Nein, das Solidarische Bürgergeld ist kein Konzept für diese Legislaturperiode. Allein, dass die CDU sich mit dem Thema beschäftigt, ist ein großer Fortschritt. Das konnte man vor einem Jahr nicht erwarten.

Jetzt muss ich endlich fragen: Wie soll das Grundeinkommen finanziert werden?

Es ist ja nicht so, dass der Sozialstaat, wie wir ihn heute haben, uns nichts kosten würde. Das Sozialbudget hat ein Volumen - wenn wir alle Bereiche betrachten - von etwa 700 Milliarden Euro. Es gibt belastbare Berechnungen, dass mit den Steuersätzen von 50 bzw. 25 Prozent das Solidarische Bürgergeld finanziert werden kann. Für Zusatzrenten und Rentenzulagen haben wir eine zwölfprozentige Lohnsummensteuer, selbstverständlich begrenzt, vorgesehen. Im Übrigen wird dadurch auch der Faktor Arbeit deutlich preiswerter, das ist gut für Wachstum und Beschäftigung.

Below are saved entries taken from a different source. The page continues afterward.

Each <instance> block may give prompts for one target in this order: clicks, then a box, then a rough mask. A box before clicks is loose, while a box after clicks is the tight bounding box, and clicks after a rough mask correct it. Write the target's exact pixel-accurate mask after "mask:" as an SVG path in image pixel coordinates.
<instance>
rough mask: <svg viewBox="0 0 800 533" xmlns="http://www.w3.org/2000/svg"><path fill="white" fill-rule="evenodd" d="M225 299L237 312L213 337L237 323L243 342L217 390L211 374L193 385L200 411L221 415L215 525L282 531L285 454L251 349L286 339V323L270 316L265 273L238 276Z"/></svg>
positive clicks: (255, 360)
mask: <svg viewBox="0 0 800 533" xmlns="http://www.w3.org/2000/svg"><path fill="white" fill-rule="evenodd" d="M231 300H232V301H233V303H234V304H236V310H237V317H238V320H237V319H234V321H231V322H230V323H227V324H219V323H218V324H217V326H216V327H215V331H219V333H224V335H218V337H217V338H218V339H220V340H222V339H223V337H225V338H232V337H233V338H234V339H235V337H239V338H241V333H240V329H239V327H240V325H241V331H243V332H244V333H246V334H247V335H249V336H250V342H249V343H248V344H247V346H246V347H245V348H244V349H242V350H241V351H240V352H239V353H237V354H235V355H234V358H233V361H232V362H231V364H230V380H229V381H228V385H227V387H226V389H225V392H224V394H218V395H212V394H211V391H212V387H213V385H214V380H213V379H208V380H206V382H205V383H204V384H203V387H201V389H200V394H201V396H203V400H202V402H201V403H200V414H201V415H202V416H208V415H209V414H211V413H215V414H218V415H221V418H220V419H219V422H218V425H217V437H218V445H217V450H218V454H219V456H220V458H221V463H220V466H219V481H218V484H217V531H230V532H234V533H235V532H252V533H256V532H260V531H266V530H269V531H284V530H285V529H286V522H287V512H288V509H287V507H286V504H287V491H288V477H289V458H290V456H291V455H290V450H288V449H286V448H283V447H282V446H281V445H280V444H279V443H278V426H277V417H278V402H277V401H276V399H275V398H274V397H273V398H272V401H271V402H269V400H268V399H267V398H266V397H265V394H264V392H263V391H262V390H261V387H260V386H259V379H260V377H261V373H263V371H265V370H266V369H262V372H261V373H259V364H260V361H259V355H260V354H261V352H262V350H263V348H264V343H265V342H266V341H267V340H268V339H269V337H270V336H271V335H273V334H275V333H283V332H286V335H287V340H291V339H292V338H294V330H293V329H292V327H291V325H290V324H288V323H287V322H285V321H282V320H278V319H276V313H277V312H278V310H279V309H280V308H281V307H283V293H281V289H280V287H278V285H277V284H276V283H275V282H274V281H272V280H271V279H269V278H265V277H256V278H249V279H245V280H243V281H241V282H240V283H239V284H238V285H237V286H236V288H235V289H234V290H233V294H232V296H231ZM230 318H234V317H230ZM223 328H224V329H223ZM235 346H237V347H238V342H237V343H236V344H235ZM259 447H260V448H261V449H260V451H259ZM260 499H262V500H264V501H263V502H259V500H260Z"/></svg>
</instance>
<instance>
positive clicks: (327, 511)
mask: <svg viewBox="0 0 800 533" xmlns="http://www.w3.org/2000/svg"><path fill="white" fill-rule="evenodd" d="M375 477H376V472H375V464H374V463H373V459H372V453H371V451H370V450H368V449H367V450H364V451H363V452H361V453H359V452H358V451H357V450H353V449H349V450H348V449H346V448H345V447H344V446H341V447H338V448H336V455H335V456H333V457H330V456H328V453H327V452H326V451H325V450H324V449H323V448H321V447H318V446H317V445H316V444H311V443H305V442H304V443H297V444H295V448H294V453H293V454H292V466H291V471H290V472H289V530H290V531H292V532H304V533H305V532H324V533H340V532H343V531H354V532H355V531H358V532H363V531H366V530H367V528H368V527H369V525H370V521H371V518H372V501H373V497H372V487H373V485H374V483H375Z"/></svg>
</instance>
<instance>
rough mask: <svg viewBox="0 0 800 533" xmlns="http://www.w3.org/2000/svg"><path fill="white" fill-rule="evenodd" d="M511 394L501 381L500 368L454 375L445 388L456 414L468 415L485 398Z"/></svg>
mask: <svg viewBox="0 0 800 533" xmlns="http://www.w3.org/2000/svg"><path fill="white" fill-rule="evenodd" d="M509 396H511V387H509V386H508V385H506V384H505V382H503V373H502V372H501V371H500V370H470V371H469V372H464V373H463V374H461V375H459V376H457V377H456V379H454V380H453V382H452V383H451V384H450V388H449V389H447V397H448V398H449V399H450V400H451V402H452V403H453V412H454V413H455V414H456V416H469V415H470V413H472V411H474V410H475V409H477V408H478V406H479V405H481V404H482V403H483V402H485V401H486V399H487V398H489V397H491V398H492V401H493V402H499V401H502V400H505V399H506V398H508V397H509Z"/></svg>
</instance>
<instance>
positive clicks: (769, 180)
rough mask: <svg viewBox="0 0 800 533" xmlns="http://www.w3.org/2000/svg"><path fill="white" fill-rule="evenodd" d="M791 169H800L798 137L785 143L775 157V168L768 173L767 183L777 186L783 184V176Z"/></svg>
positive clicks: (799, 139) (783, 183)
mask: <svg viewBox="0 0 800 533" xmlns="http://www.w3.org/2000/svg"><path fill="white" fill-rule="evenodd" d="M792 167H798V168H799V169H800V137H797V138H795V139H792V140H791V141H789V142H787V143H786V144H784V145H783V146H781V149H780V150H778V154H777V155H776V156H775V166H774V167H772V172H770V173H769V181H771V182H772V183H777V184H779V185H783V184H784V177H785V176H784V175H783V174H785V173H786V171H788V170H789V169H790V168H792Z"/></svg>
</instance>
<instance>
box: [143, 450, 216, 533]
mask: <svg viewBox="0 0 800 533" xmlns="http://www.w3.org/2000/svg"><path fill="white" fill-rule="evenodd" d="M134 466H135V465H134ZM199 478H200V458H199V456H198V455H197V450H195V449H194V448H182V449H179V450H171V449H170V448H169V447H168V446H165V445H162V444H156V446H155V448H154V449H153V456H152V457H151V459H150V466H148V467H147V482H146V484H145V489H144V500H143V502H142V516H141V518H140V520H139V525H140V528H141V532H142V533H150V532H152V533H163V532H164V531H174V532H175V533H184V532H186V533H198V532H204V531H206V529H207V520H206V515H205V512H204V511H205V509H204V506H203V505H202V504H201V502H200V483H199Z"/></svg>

Trifft es eigentlich zu, dass die Wohlhabenden in Deutschland bislang kaum Steuern zahlen?

Es gibt etliche Wissenschaftler, die sagen, dass Leute im oberen Einkommensbereich mit den legalen Möglichkeiten der "Steuerminderung" nicht den nominalen Satz von 45 Prozent zahlen, sondern nur 17 Prozent. Für diese Leute wäre unsere Flat-Tax von 25 Prozent kein Gewinn. Aber darum geht es ja auch nicht. In unserem Konzept sind bei einem Einkommen von 2.000 Euro - wenn man 25 Prozent Einkommensteuer ansetzt und 200 Euro Netto-Bürgergeld abzieht - letztlich vier Prozent Steuern fällig. Bei einem Einkommen von 40.000 Euro im Monat wären es 24 Prozent. Beim Solidarischen Bürgergeld mit Flat-Taxt wächst die tatsächliche Steuerlast mit steigendem Einkommen nicht nur absolut, sondern auch prozentual.